Anhedonia is manifested by a loss of the ability to experience life's joy, that is, a loss of interest and pleasure. It can also be reflected by a lack of interest in activities and an increase in pointless activity.

Avolution (unsociability) is the inability to start and maintain goal-directed behaviors, as evidenced by low interest and motivation to participate in work or social activities. There is also a lack of interest in connecting with people.

The extreme form of a mood disorder may in some patients cause a clinical picture in which a person is motionless, does not communicate, cannot drink or eat, and such a condition (stuporous) requires immediate treatment.

The importance of early diagnosis and treatment

The evaluation of symptoms is done by a psychiatrist who can speak with the patient and family members to diagnose the disease. The evaluation also uses psychological testing and radiological and laboratory treatments to rule out physical illnesses that can cause psychiatric symptoms.

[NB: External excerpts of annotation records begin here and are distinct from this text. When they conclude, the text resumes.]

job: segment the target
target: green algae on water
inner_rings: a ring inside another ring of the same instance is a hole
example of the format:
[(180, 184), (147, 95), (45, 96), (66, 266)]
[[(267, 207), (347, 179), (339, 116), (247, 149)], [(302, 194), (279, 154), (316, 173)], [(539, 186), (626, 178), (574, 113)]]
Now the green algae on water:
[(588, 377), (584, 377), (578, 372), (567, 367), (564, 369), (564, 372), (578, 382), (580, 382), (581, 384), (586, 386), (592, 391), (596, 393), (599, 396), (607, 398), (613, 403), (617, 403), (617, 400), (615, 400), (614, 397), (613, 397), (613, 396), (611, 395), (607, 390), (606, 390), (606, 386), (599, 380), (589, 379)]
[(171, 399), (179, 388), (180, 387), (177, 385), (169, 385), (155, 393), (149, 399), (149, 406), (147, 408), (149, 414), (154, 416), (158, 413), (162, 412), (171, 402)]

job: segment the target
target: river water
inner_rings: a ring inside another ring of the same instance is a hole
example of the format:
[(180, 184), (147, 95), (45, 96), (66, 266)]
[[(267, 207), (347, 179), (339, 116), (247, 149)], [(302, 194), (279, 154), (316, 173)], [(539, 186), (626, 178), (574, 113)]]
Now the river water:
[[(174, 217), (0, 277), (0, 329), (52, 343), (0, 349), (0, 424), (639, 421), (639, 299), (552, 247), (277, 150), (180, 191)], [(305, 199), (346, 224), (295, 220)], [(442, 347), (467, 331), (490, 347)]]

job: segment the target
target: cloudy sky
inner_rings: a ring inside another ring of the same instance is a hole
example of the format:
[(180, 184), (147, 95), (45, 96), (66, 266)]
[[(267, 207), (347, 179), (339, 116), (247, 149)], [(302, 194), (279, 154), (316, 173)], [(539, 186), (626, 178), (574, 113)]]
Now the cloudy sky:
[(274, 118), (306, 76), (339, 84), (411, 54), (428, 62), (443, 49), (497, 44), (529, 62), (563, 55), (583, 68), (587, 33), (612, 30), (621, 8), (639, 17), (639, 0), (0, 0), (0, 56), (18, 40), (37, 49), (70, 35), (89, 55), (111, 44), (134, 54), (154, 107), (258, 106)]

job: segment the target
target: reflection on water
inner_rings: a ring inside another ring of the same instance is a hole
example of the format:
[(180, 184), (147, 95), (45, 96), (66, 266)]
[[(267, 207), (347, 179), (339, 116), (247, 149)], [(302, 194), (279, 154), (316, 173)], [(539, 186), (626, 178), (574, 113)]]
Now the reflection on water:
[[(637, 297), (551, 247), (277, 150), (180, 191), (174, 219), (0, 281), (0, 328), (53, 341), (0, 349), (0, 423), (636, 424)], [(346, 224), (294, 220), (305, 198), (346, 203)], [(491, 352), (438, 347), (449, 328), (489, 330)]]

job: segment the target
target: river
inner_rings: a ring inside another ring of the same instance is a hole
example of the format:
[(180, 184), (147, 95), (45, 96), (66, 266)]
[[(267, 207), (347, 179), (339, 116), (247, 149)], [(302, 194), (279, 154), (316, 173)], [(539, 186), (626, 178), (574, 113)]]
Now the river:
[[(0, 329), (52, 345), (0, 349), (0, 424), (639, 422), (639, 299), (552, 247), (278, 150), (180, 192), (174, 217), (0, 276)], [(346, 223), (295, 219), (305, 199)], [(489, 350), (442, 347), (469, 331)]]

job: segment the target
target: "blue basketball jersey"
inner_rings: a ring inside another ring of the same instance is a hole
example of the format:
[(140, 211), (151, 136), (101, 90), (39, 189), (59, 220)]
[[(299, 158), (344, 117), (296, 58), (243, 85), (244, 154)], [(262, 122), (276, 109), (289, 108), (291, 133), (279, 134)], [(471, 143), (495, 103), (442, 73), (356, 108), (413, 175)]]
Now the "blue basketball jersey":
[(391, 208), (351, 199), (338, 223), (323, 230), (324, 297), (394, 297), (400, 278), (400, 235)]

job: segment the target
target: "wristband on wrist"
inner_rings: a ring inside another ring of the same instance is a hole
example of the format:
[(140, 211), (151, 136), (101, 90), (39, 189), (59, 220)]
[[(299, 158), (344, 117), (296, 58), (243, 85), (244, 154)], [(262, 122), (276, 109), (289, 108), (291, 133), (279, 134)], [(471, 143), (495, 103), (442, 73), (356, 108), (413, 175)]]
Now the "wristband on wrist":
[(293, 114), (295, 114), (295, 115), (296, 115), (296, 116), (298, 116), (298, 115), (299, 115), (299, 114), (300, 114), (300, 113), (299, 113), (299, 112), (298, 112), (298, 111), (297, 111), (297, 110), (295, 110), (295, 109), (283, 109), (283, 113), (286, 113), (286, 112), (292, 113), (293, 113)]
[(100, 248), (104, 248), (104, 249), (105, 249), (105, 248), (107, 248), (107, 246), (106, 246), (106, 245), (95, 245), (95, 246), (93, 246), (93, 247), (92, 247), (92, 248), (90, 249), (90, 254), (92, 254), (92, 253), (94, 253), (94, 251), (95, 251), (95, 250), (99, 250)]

Symptoms of the disease persist for several years before treatment begins. Unfortunately, the longer duration of untreated symptoms causes greater and more permanent impairment of psychic functions and impairs the recovery of patients. There is evidence that psychotic conditions cause damage in brain cells that are later difficult to repair. It also impairs the patient's relationship with the environment, loss of work or marriage, which later complicates the patient's recovery. Therefore, it is important to start treatment as early as possible. Also, it is important to prevent continued episodes of exacerbation by continuing treatment, as each new episode further damages the patient and increases the risk of new episodes of exacerbation. Treatment programs that integrate biological, psychological and psychosocial treatment methods help stabilize the patient's mental state, recover functioning and prevent new exacerbations.